Bluette et Moi-même !?

L’actualité, reconnaissons-le, est bien morne, aussi fadasse que la vie d’une infirmière véliplanchiste à la retraite, et atteint de la maladie de la persécution. Pourtant, et cela malgré les vents et marées qui me submerge, pots de peinture noirâtres sans scrupules, je vais vous faire, pour la trente-neuvième fois, mon hebdomadaires chroniques aussi peu encourageantes que les premiers résultats financiers du gouvernements Fillon, moi, qui ne suit autre que RONCHON, le chef de file rabat joie de la lutte contre l’optimisme et la jovialité.
Ainsi donc, il y 2000 jours que Ingrid Betancourt est détenu par une odieuse bande de Farc, qui n’ont peut-être pas bien plus d’humanité que l’autre dégénéré allemand qui est mort récemment : Heinz Barth. Pourtant, dès son arrivé au pouvoir, Sarkozy avait tenté un coup avec le président colombien : cela a marché sur le mini-traité européen, cela a marché sur les infirmières bulgares, mais cela n’a misérablement pas fonctionné sur le dossier de la journaliste franco-colombienne.
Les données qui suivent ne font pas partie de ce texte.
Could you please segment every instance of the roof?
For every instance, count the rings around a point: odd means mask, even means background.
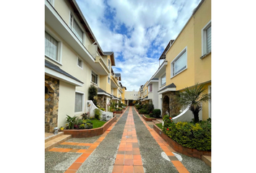
[[[77,3],[76,2],[76,0],[68,0],[68,1],[70,3],[70,5],[72,6],[72,9],[74,9],[74,12],[77,15],[81,25],[85,27],[85,31],[88,34],[90,38],[93,40],[93,43],[95,43],[95,44],[98,45],[98,51],[99,52],[101,56],[111,56],[112,66],[115,66],[116,61],[114,58],[114,53],[113,52],[103,52],[95,36],[93,35],[93,32],[90,27],[89,24],[88,23],[85,17],[82,14],[80,8],[79,7]]]
[[[168,89],[168,88],[176,88],[176,85],[174,83],[172,83],[171,84],[170,84],[170,85],[164,87],[163,89],[159,90],[158,92],[161,92],[161,91],[163,91],[163,90],[164,90],[166,89]]]
[[[77,81],[81,82],[82,84],[84,84],[82,81],[80,81],[79,79],[77,79],[77,78],[74,77],[73,76],[72,76],[71,74],[67,73],[66,71],[64,71],[64,70],[61,69],[59,66],[54,65],[54,63],[51,63],[50,61],[48,61],[47,60],[44,60],[44,66],[48,67],[54,71],[56,71],[61,74],[64,74],[69,78],[73,79],[74,80],[76,80]]]

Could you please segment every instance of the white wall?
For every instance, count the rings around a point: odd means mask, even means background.
[[[127,99],[137,100],[140,97],[138,93],[139,92],[135,92],[135,90],[132,92],[125,92],[125,98]]]
[[[89,112],[90,111],[90,117],[95,117],[94,116],[94,110],[95,109],[98,109],[93,102],[93,101],[91,100],[88,100],[86,102],[86,112]],[[88,105],[90,105],[90,107]],[[112,112],[104,112],[101,110],[102,115],[106,115],[107,117],[108,116],[108,117],[106,118],[107,120],[111,120],[111,118],[113,118],[113,113]],[[102,117],[101,117],[102,118]]]

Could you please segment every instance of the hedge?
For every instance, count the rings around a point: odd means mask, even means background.
[[[163,120],[163,132],[182,146],[198,151],[212,149],[212,124],[210,120],[197,124],[188,122],[174,123],[168,115]]]

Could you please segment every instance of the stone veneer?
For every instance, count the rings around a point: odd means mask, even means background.
[[[169,109],[170,109],[170,114],[171,117],[174,117],[174,115],[178,115],[180,114],[179,110],[181,110],[181,106],[179,103],[175,101],[175,95],[177,94],[179,92],[169,92],[167,93],[163,94],[163,100],[166,96],[169,97]],[[162,117],[166,115],[166,111],[168,110],[166,106],[165,106],[164,102],[162,104]]]
[[[58,127],[59,81],[45,75],[44,86],[48,90],[44,93],[44,132],[53,133]]]

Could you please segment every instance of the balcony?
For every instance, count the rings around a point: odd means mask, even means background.
[[[99,66],[95,68],[97,72],[101,75],[108,75],[110,73],[110,71],[106,65],[102,57],[100,56],[96,56],[95,58],[95,63],[99,65]]]
[[[111,75],[111,87],[112,88],[118,88],[119,84],[118,84],[116,78]]]
[[[97,59],[97,57],[95,57],[92,54],[93,53],[85,48],[48,1],[45,1],[44,4],[44,23],[58,33],[61,40],[65,41],[99,75],[108,75],[109,70],[108,70],[102,58],[100,56]]]

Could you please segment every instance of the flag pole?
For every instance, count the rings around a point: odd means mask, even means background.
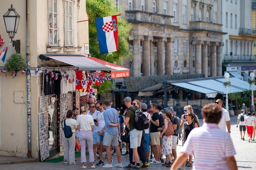
[[[120,14],[118,14],[118,15],[112,15],[113,16],[120,16],[121,15]],[[93,18],[93,19],[87,19],[87,20],[84,20],[83,21],[77,21],[77,22],[84,22],[84,21],[91,21],[92,20],[95,20],[95,18]]]

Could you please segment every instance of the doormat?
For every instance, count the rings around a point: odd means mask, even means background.
[[[85,154],[86,155],[89,155],[89,153],[88,152],[86,152],[85,153]],[[78,157],[80,157],[81,156],[81,153],[80,152],[76,152],[75,153],[75,158],[77,158]],[[63,160],[64,160],[64,156],[61,156],[56,158],[44,161],[42,162],[45,162],[46,163],[59,163],[61,162],[64,162],[64,161]]]

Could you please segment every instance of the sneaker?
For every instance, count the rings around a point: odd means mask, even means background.
[[[100,161],[99,161],[99,162],[97,163],[96,164],[96,165],[99,166],[101,166],[101,165],[104,165],[104,162],[102,161],[102,160],[100,160]]]
[[[182,165],[178,169],[181,169],[181,170],[186,170],[185,167],[183,166],[183,165]]]
[[[132,168],[133,168],[134,166],[131,166],[131,164],[129,164],[126,166],[124,167],[123,168],[124,169],[130,170]]]
[[[114,167],[115,168],[121,168],[123,167],[123,165],[122,165],[122,163],[117,163],[114,166]]]
[[[140,167],[137,167],[137,166],[135,166],[134,167],[133,167],[131,169],[131,170],[139,170],[139,169],[141,169],[141,167],[140,166]]]
[[[164,164],[162,164],[162,166],[166,166],[167,165],[168,165],[168,163],[167,163],[166,162]]]
[[[102,167],[102,168],[112,168],[112,164],[109,165],[107,163]]]
[[[149,166],[148,166],[147,165],[143,165],[142,166],[141,166],[141,169],[149,169]]]
[[[171,167],[172,166],[172,164],[171,163],[171,162],[169,162],[168,163],[167,166],[166,166],[166,167],[167,167],[168,168],[169,168],[170,167]]]

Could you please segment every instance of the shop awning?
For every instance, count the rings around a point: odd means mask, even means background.
[[[40,54],[40,59],[49,60],[50,58],[57,60],[77,67],[79,70],[110,70],[111,68],[82,55]]]
[[[88,58],[110,67],[110,75],[112,78],[129,77],[130,75],[130,69],[105,61],[95,57],[89,57]]]

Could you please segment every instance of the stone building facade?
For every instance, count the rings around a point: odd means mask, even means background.
[[[222,75],[221,1],[116,0],[134,28],[123,66],[134,76]]]

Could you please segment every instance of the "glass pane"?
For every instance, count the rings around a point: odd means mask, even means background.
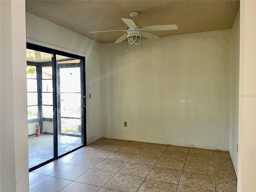
[[[81,94],[60,94],[61,116],[81,118]]]
[[[52,92],[52,80],[43,79],[42,81],[42,91],[43,92]]]
[[[27,65],[27,78],[36,78],[36,67]]]
[[[48,62],[49,64],[51,63],[52,54],[27,49],[27,61],[34,62],[34,64],[36,65],[36,67],[35,66],[27,66],[27,78],[35,79],[34,80],[28,80],[28,91],[41,92],[42,90],[37,90],[36,79],[39,77],[37,77],[36,70],[37,70],[38,72],[40,69],[40,68],[41,67],[42,64],[45,63],[45,62]],[[49,67],[47,67],[49,68]],[[32,69],[33,68],[36,70]],[[50,67],[50,69],[51,70],[51,68]],[[50,75],[48,76],[50,76],[50,78],[48,78],[50,79],[52,78],[52,72],[51,71],[50,73]],[[45,76],[47,74],[46,74]],[[41,85],[40,85],[41,87]],[[40,88],[42,89],[42,88],[40,87]],[[52,95],[52,93],[50,94]],[[52,96],[51,98],[52,97]],[[48,100],[47,99],[47,100]],[[36,105],[38,105],[37,92],[28,93],[28,104],[36,106],[28,107],[28,119],[34,119],[35,118],[37,118],[38,116],[38,121],[36,122],[31,122],[32,121],[28,121],[28,166],[30,168],[52,159],[54,157],[53,122],[52,119],[43,120],[42,117],[39,116],[41,115],[41,114],[38,110],[41,106]],[[42,110],[44,117],[52,118],[53,111],[52,106],[43,106]]]
[[[36,79],[27,79],[27,91],[28,92],[37,92],[37,80]]]
[[[37,105],[28,107],[28,119],[38,118],[38,109]]]
[[[43,105],[53,105],[52,93],[42,93],[42,103]]]
[[[61,155],[81,145],[81,137],[70,135],[81,136],[81,120],[61,118],[61,133],[58,135],[58,154]],[[67,134],[70,135],[67,135]]]
[[[52,54],[27,49],[27,61],[38,63],[52,61]]]
[[[61,118],[62,133],[81,134],[81,119]]]
[[[52,106],[42,106],[43,117],[53,118],[53,107]]]
[[[28,105],[37,105],[37,93],[28,93]]]
[[[58,99],[60,103],[58,154],[61,155],[83,144],[81,128],[81,63],[80,60],[60,55],[56,55],[56,58],[59,71],[57,87],[60,96]]]
[[[60,69],[61,92],[78,92],[81,91],[80,68]]]
[[[42,78],[49,79],[52,78],[52,66],[42,67]]]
Alors one ne sait plus franchement pourquoi ils continuent de la séquestrer, ces terroristes, et dans les tristes conditions que cela laisse imaginer, on ne sait pas ce qu’il veulent faire d’elle, mais ils persistent. Au point qu’on a même plus la preuve qu’elle este n vie. Il va bien falloir trouvé une solution, mais comme le disent ceux qui se battent pour sa libération : « on ne sait plus quoi faire »
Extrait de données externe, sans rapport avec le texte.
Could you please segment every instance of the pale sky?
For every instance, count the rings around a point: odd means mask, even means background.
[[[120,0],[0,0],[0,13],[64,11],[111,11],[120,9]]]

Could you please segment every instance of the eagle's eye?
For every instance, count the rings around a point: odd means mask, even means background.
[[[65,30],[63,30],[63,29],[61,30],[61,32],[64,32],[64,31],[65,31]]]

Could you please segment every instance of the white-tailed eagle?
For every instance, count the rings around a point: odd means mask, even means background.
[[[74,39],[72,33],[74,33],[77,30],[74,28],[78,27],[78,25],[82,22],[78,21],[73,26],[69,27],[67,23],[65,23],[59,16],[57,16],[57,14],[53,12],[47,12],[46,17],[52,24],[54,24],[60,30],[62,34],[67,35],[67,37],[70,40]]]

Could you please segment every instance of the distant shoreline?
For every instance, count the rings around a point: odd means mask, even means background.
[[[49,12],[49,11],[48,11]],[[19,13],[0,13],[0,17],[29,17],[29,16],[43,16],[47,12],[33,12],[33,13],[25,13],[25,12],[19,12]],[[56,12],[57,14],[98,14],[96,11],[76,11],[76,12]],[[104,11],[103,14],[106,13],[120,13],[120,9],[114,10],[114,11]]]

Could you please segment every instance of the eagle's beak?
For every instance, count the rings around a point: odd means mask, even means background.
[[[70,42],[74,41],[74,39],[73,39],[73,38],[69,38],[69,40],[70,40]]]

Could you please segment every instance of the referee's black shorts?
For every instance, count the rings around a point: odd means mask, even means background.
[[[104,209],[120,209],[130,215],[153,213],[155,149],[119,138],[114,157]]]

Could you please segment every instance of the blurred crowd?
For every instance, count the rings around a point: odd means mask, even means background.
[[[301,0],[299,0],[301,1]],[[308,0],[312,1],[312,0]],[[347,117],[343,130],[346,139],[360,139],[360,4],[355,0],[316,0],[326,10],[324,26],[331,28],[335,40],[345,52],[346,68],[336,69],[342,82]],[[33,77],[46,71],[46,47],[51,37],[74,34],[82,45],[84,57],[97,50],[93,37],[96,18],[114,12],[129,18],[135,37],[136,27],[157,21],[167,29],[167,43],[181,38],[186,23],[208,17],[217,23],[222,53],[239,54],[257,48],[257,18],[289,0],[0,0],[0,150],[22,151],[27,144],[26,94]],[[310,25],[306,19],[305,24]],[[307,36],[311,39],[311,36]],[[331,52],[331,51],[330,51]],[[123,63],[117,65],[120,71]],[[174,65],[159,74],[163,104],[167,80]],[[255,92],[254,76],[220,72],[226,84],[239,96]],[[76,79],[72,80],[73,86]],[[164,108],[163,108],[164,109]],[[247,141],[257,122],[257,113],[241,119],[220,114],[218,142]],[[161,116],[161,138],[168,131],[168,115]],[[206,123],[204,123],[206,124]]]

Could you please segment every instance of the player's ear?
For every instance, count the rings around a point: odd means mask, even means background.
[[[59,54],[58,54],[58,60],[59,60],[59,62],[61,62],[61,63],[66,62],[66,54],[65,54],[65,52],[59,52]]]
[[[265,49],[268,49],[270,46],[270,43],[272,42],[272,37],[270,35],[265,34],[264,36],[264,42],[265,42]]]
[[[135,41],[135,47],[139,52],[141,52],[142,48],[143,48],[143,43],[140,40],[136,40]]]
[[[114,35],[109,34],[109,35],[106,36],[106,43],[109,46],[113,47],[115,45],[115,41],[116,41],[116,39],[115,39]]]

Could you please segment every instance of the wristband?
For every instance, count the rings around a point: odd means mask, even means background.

Mais diantre, passons à quelque chose d’autre. Heu…..Passons….ben merde Ginette, il ne se passe vraiment rien en ce moment, hein, quoi, qu’est-ce que tu dis ? Elvis !? Mais attends qu’est-ce qu’on en a foutre de celui-là ? Non, moi je te parle d’une vraie info, pas de ces conneries ! Et puis ne me parle pas encore des ritals qui nous font chier avec leurs histoires aussi mafieuses que fumeuses, parce qu’en j’en ai ma claque, ni des morts en Irak, puisque je te dis qu’il y en a tous les jours ! Quoi ! Ah oui ! C’est bien vrai, Sarkozy chez les Bush !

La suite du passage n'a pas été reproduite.